The Perils of Middle Management
Confession: I never thought I’d ever become middle management. I assumed that I would top out as a high performing individual contributor with no management aspirations. Franky, I was unsure I’d ever get to that high performing place to begin with after a series of jobs that only make sense in retrospect. I just thought that there would never be enough money that would make me work long hours, devote weekends to becoming the head honcho in the corner office, or move beyond work I could leave at my desk.
Oh, how the tides have changed.
Beyond the Corner Office
What I didn’t realize is that management didn’t have to be selfish. It was never about the title or the power. It was about the team I was building.
There is something so special, so unexpected in the creation of a team. When it works, when you’ve created the kind of team you always wanted, it is magic. And it feels tenuous, which it should feel. And that ephemeral something that makes a team so darn good is what is so hard to save.
People say that being a middle manager is tough. People are right.
Leading With Heart
My significant other tends to offer leadership advice pulled from years in the military that’s somehow beyond applicable to white collar America. Hire a good team and get out of their way. Protect your team. Guard your team against the upheavals above your head, and guard your leadership against the ebb and flow below.

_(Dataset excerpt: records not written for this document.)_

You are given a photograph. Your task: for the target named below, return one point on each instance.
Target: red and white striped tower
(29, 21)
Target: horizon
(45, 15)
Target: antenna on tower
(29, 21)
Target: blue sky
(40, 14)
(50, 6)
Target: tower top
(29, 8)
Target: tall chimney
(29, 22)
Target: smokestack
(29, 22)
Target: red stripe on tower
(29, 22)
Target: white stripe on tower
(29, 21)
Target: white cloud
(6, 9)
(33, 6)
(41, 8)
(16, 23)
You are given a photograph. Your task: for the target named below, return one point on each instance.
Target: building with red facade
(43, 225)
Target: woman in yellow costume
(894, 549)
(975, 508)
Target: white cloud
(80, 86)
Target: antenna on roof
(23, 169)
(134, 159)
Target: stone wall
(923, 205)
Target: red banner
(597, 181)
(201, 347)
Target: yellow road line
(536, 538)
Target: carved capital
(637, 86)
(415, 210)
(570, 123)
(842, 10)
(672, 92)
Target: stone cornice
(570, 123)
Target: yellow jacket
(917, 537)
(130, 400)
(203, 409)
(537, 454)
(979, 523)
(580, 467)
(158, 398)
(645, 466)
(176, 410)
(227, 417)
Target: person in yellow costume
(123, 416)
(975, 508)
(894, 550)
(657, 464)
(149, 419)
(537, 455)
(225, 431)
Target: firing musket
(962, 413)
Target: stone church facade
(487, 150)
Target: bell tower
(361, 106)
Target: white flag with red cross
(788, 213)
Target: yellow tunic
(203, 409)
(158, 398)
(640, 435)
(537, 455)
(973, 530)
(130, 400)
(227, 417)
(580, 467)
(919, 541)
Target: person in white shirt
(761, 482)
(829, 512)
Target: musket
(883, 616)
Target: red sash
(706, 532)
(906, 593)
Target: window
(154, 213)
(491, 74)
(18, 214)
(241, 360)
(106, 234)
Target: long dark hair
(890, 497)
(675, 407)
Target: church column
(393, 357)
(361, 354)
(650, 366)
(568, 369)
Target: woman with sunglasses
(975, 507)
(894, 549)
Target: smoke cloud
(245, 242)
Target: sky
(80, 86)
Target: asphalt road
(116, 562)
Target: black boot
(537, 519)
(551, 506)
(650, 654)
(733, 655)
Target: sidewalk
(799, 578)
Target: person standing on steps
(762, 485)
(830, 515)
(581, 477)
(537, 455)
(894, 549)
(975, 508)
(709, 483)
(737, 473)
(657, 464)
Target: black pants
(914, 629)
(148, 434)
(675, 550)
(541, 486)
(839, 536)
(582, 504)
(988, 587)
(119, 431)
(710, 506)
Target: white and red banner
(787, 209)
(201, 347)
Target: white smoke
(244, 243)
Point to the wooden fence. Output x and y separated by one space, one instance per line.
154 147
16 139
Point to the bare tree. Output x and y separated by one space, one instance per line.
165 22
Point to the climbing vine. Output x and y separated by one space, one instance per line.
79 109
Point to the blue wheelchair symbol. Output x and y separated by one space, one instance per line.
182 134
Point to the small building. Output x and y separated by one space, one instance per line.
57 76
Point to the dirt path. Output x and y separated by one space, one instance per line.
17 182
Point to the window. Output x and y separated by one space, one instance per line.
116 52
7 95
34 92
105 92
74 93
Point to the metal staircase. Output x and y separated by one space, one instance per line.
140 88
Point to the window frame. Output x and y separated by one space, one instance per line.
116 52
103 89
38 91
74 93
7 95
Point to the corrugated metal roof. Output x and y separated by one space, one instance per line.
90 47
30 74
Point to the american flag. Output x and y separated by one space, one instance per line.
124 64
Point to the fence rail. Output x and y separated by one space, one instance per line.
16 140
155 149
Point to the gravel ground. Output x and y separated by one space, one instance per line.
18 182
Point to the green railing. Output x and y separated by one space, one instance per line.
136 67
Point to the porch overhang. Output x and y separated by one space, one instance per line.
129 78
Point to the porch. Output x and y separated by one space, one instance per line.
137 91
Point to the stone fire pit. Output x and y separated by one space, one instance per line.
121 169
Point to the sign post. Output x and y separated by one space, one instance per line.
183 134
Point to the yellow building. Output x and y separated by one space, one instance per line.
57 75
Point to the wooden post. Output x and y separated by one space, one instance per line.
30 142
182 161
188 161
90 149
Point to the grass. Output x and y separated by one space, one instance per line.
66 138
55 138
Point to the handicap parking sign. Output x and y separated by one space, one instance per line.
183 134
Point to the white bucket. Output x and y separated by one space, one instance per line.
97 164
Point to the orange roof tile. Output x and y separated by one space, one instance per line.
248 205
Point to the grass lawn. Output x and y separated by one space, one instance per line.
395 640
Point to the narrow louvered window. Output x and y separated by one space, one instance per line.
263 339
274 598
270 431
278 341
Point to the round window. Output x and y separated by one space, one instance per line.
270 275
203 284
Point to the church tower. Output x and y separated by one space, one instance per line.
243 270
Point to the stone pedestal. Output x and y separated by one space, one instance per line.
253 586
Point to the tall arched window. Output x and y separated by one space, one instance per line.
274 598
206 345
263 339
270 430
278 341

Middle management is tough and lonely and beyond frustrating. It’s spending hours per week managing emails and exchanges that have nothing to do with billable work. Sometimes I wonder if I’m just drinking the Kool Aid like other managers before me, so full of their own disconnected goals and satisfaction. I’m acutely aware that the structures I put into place directly impact the happiness of my team, and that that team has years of experience beyond my reach in some cases. I will never know everything. I will always likely talk too much and be too much of an open book. I will wear my heart on my sleeve under my cardigan, and I will question myself every single day.
And that’s all okay.
The Why
I had a chat with a member of my team last week. We grabbed a few beers for a bonding session, and shared our respective backgrounds. I learned about him, what drove him, what he loved about his work. His appreciativeness and honesty reignited the joy in my work.

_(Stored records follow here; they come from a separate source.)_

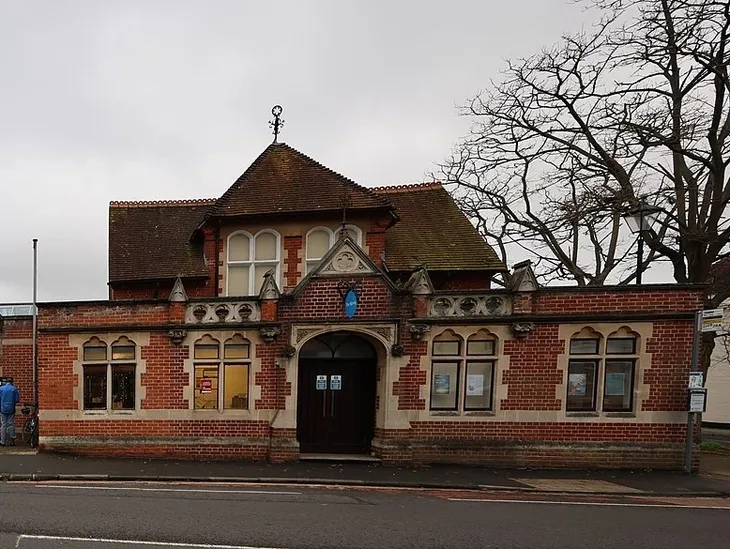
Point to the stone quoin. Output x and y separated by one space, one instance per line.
302 314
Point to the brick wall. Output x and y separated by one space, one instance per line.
533 370
16 354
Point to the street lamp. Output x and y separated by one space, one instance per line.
640 218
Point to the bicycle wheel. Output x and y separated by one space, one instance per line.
27 432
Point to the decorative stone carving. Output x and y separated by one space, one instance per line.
397 350
227 312
304 332
269 333
269 289
522 329
178 293
470 305
420 283
418 331
177 336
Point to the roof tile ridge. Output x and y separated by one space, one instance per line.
367 190
158 203
408 187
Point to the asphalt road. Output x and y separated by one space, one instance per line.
148 516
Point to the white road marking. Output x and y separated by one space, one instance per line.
199 491
596 504
137 542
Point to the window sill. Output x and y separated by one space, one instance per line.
619 414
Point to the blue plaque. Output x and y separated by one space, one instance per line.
350 303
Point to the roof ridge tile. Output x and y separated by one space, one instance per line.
406 187
158 203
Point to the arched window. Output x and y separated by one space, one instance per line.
601 372
222 383
109 381
249 257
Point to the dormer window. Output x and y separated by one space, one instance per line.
321 239
249 257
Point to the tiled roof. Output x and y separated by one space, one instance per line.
283 180
151 240
433 231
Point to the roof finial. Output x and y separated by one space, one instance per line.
277 123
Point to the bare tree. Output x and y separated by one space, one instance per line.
570 139
575 136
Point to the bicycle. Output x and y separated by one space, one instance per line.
30 427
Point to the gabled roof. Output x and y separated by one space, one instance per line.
151 240
283 180
433 232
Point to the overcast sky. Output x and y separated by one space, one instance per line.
152 99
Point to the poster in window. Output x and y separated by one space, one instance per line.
615 383
442 384
475 385
577 384
206 385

I have worked for a lot of interesting people in my career. The micromanager, the buddy, the mentor… I learned from all of them. I know how it feels to be unable to meet expectations in a role that feel just out of reach. I know what it means to watch your boss for signs of impending change and be wary of unexplained meetings that might lead to layoffs. I’ve struggled in environments where a lack of trust created a space void of creativity and ideation. I’ve felt unsure about asking questions, about asking for too flexibility, or what the next steps for my role were. I’ve been there, and I paired the t-shirt with some slacks and a blazer.
Culture Matters
The truth is that you can be a marketer anywhere. Most organizations have someone managing their website, social media, or communications. What we’re missing most of the time is the spark that drives work that matters. It’s the team that begs for happy hours because we actually enjoy each other’s company and it’s the leadership that stands behind creative, collaborative work. That culture is rare and I’ve fought hard to create it in my current role.
Is middle management a tough position to be in? Absolutely. But I’ve grown more as a manager, as a client owner, and as a storyteller more over the last several years than in my entire career prior. It’s meaningful, it’s powerful, and it’s rare.